Tricia Morphew, MSc; Wendy Altamirano, MPH, MBA; Stanley L. Bassin, EdD; and Stanley P. Galant, MD
An examination of the asthma medication ratio (≥0.50) as an informative metric in program evaluation and for healthcare organizations to measure quality of care provided to patients with asthma.
Abstract

Objectives:
An Asthma Medication Ratio (AMR) of ≥0.50 has gained recognition as a metric related to improved asthma outcomes. The goals of this study were to evaluate asthma outcomes in relation to this threshold in Hispanic children with high-risk asthma and to compare the effectiveness of the Breathmobile (BM) program with usual care (UC), utilizing the AMR-related emergency department utilization (ED) rate.

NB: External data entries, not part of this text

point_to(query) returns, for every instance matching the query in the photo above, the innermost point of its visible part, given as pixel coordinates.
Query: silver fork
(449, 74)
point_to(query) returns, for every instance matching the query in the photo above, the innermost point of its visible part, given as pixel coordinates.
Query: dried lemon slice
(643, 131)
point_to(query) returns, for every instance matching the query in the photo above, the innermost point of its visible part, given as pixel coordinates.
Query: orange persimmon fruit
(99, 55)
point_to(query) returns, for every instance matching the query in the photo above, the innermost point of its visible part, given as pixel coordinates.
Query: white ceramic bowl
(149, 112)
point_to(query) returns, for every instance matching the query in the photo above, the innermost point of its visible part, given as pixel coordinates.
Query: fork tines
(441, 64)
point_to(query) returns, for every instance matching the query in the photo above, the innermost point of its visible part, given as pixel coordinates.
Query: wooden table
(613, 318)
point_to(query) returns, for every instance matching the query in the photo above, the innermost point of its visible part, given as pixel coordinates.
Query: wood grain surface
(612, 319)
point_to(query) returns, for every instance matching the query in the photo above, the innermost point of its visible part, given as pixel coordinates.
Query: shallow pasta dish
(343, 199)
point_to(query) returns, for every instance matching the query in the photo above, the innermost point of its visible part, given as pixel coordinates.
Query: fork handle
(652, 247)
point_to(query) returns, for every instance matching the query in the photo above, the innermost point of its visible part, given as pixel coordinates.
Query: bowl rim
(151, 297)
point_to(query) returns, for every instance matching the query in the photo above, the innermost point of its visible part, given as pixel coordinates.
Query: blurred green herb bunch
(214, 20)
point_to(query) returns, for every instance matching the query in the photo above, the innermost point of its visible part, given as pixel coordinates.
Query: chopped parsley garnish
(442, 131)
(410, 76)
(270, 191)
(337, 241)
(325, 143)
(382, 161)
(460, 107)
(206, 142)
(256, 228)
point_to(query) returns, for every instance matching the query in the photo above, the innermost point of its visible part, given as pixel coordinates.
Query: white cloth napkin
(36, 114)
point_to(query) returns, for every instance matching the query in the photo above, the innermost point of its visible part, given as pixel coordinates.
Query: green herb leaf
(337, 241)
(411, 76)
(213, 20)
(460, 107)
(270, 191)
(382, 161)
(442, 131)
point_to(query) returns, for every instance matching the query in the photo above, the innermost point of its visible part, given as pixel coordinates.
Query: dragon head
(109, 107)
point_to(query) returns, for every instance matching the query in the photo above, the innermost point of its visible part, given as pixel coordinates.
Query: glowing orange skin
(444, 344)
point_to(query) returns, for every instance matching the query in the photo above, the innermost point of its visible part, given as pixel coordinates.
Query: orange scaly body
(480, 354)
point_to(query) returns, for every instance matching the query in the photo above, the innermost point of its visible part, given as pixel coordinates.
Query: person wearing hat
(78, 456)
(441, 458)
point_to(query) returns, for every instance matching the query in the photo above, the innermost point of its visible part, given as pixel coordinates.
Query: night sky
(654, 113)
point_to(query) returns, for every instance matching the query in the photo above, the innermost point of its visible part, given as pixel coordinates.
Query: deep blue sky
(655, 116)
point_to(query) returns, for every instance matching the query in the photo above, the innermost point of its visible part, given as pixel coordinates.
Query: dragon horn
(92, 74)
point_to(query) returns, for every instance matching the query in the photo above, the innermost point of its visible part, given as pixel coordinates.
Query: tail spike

Study Design: Healthcare utilization and prescription claims recorded January 1, 2011, to June 23, 2014, were evaluated pre- versus post year in 164 Medicaid-enrolled children, aged 2 to 18 years, with high-risk persistent asthma (BM group: n = 72; UC group: n = 92).

Methods: High risk was defined by ≥2 oral corticosteroid fills, or ≥2 ED visits (International Classification of Diseases, Ninth Revision, Clinical Modification [ICD-9-CM] codes 493.0-493.9) or ≥1 IP stay (ICD-9-CM codes 493.0-493.9) in the pre-year. Poisson regression was utilized to compare asthma outcomes pre- versus post year in BM and UC groups and to describe the average number of ED days per 100 patients treated in relation to AMR.

Results: An AMR of ≥0.50 versus <0.50 was related to 49% fewer ED visits (P <.05). BM proved to be more effective than UC in increasing the percent who achieved an AMR ≥0.50 from a baseline of 47.2% to 80.6% versus 50.0% to 65.2% post year, respectively. This difference was reflected in the significant 52% reduction in average number of ED visits post year for the BM cohort versus 13% for the UC cohort.

Conclusions: View achievement of the AMR ≥0.50 as an informative metric in program evaluation and for healthcare organizations to measure the quality of care provided to high-risk patients with asthma.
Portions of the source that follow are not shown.